Los tres chiflados

Crítica de Miguel Frías - Clarín

La broma infinita

Los hermanos Farrelly lo lograron. Su película Los tres chiflados funciona como una prolongación de aquellos cortos mitológicos -un modo de recobrar y disfrutar, un rato más, lo que ya no existe- y a la vez como un tributo que prescinde de la solemnidad. El que haya crecido viendo el programa -por caso, este periodista- recuperará un goce primario y, al mismo tiempo, sentirá lo que intuía en la remota infancia: la pena, la brutalidad, el malestar agazapado detrás de un humor a los golpes. Peter y Bobby Farrelly supieron cómo poner en escena aquella salvaje felicidad de trasfondo amargo: la comedia triste.

En los ‘60/’70, sentados frente a la TV blanco y negro, no lo sabíamos: Los tres chiflados habían surgido como alivio cómico ante la Gran Depresión, habían tenido vidas más o menos miserables, habían muerto -Curly y Shemp- jóvenes, se habían burlado -con antiheroica, aunque contundente sencillez- del status quo , habían “triunfado” cuando ya estaban acabados: el broche irónico de sus melancólicos destinos de tipos comunes. Nada de esto explica su vigencia: un grato misterio.

La película los muestra, al inicio, como tres bebés abandonados en una bolsa en la puerta de un orfanato. En la fachada se lee 1936, el año de fundación del trío. Adentro los espera Teddy, un niño cuyo destino se unirá al de ellos (Ted Healy fue un cómico vinculado a los “proto” Tres chiflados ). Larry aparecerá, de chico, tocando el violín, como ocurría en la vida real... De adultos, los tres intentarán restañar, sin ser conscientes de esto, las grietas del desamparo.
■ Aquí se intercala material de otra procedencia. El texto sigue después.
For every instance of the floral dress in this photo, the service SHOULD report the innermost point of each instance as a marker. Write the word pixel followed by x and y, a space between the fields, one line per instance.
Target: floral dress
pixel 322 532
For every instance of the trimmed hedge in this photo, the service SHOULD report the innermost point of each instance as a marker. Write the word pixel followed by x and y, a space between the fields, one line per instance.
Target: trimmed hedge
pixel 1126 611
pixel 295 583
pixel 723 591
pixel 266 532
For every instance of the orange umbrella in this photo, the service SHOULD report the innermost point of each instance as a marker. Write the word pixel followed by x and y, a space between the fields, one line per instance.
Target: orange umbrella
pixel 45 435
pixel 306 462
Este hilo argumental y estos detalles evocativos le dan espesor dramático al filme, aunque nunca le entorpecen el ritmo frenético ni le cambian su esencia de simple comedia slapstick , basada en el humor físico, terreno en el que Los tres chiflados fueron imbatibles. Chris Diamantopoulos (Moe), Sean Hayes (Larry) y Will Sasso (Curly) -cuyas caras, no muy famosas, jamás nos distraen- responden notablemente al desafío de interpretar a personajes célebres desde la veneración o el denuesto: con talento, dirigidos con pulso firme. Lo malo, acá, es que la película llega sólo doblada.

A los extraordinarios lugares comunes del original (incluso en el plano sonoro), los Farrelly les añaden chistes ácidos, gags levemente escatológicos y dominio del lenguaje cinematográfico. Aciertan al obligar a Los tres chiflados , ya adultos, a salir del severo orfanato -comandado por una monja interpretada por Larry David, cocreador de Seinfeld - y lanzarlos al mundo actual, desconocido para ellos. Los Farrelly, cual hábiles yudocas, usan en su favor la supuesta debilidad del anacronismo.

Los tres chiflados siempre fueron perdedores, ridículos (alcornoques, zopencos, según Moe): impostores que intentaban hacerse pasar por tipos aceptados por el sistema, aunque en el fondo no menos patéticos que ellos. Que en este filme Moe termine adentro de un reality show, pegando cachetazos reales ahí en donde otros apelan a peleas falsas y donaciones de supuesta caridad, funciona como una broma infinita.